Official data for 2015 released by Germany's statistics office, Destatis, on Thursday, showed wages in Europe's largest economy rose 2.5 percent in real or price-adjusted terms last year - the biggest annual increase since 1992, according to a Destatis spokesperson.
In nominal terms, wages increased by 2.8 percent on average, while annual inflation came in at 0.3 percent, the statisticians calculated.
While stagnating economic growth in the decade following the turn of the millennium had led to a number of years with falling real incomes in Germany, they started to significantly grow again after 2008, Destatis data showed. In 2014, real wages in Germany increased by 1.7 percent - the second biggest rise in the past decade.
Minimum wage impact
Destatis said that it was not yet able to quantify the full impact on the index from the national minimum wage introduced at the beginning of 2015. Evidence would suggest, however, that "the pay of employees with below-average wages saw large nominal increases."
Last year, Chancellor Angela Merkel's coalition government introduced a legal minimum wage of 8.50 euros ($9.40) per hour in efforts to shore up incomes in the country's low-wage sectors.
Destatis now said that the gross monthly wage of untrained workers, for example, had risen by 4.1 percent last year.
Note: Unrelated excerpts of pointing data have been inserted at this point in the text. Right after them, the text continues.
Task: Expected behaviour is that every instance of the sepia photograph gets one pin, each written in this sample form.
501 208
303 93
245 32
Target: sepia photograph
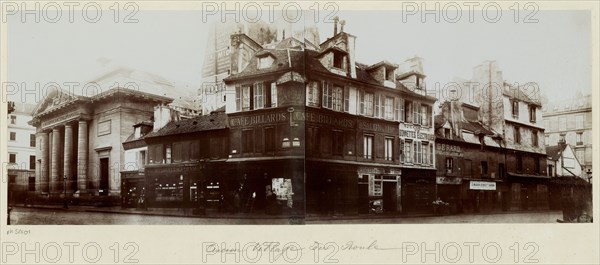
327 115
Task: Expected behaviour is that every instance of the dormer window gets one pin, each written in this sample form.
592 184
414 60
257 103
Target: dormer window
515 109
338 60
532 114
389 74
265 61
137 132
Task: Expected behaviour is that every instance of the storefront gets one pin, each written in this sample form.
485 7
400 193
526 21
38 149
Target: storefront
183 186
133 189
418 190
271 186
529 192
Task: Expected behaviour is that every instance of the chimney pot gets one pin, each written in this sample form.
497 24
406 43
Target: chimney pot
335 21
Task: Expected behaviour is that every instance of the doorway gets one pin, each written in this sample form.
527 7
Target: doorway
389 196
104 176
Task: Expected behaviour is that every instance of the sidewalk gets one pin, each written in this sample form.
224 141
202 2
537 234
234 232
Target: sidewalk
187 212
173 212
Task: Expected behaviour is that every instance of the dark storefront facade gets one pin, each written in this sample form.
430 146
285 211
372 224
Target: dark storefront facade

Destatis also noted that different rates of wage increases were seen in eastern and western Germany.
While employees in the former Communist eastern half of Germany saw their pay increase by 3.9 percent, wages of their western German counterparts rose by 2.5 percent.
Following German unification in 1990, companies in the economically depressed East made huge efforts to boost productivity and wages to keep skilled personnel from moving into the more affluent West.